Centralized database of treatment programs
"Another of the challenges," pointed out Meisel, "is getting a centralized method for matching open slots in evidence-based detox programs with patients. Right now, it's a game of calling around and make-do research on who has slots where. We need a one-stop clearinghouse kind of resource -- it could be a phone number, a website, an app -- where you can SEE what's available right NOW in terms of treatment facilities where we can get the patient in without delays."

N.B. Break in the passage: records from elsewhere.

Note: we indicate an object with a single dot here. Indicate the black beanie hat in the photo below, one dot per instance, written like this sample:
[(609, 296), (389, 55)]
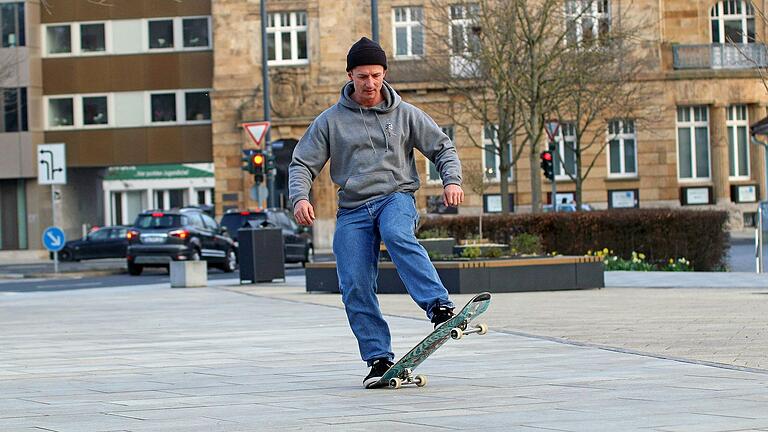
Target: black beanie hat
[(366, 52)]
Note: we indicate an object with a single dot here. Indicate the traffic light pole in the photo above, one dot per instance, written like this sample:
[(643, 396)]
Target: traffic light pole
[(553, 149), (267, 116)]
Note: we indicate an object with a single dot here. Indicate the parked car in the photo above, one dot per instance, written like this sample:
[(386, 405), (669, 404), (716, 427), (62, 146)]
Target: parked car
[(566, 207), (297, 239), (104, 242), (189, 234)]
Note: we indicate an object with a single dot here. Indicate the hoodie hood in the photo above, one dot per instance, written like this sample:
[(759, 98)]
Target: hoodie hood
[(391, 99)]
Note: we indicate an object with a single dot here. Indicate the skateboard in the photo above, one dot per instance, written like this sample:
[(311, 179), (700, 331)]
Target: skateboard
[(455, 328)]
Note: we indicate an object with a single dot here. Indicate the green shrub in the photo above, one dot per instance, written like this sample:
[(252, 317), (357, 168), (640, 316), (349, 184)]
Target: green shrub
[(698, 235), (436, 232), (526, 244), (471, 252)]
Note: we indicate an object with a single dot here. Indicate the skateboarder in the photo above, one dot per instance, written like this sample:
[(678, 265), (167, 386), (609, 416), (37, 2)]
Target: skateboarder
[(369, 136)]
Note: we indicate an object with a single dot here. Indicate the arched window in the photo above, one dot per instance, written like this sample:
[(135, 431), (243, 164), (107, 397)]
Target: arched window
[(733, 21)]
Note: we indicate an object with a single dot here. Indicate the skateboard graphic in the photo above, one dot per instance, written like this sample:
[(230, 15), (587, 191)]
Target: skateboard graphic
[(455, 328)]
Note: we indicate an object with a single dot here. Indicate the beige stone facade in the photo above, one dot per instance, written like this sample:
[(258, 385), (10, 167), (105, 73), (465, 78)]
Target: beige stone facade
[(301, 91)]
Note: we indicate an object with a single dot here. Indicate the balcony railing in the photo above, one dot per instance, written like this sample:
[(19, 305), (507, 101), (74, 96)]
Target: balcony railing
[(720, 56)]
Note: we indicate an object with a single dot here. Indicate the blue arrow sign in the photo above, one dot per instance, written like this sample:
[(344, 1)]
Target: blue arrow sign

Meisel, who is also a primary investigator in the NIH-funded Center for Health Economics of Treatment Interventions for Substance Use Disorder, HCV and HIV (CHERISH), said he was optimistic that some of the Task Force Report's recommendations that have drawn little interest in the past are now getting such serious consideration.
"The crisis has reached such a fevered pitch and is impacting so many people from all different walks of life and political persuasions that it has opened policy windows quite wide, more so than I've seen with any other health care issues I've ever been involved with," Meisel said. "We're now in a public health situation that demands new sorts of answers and approaches and that was pretty much what the Task Force was determined to explore."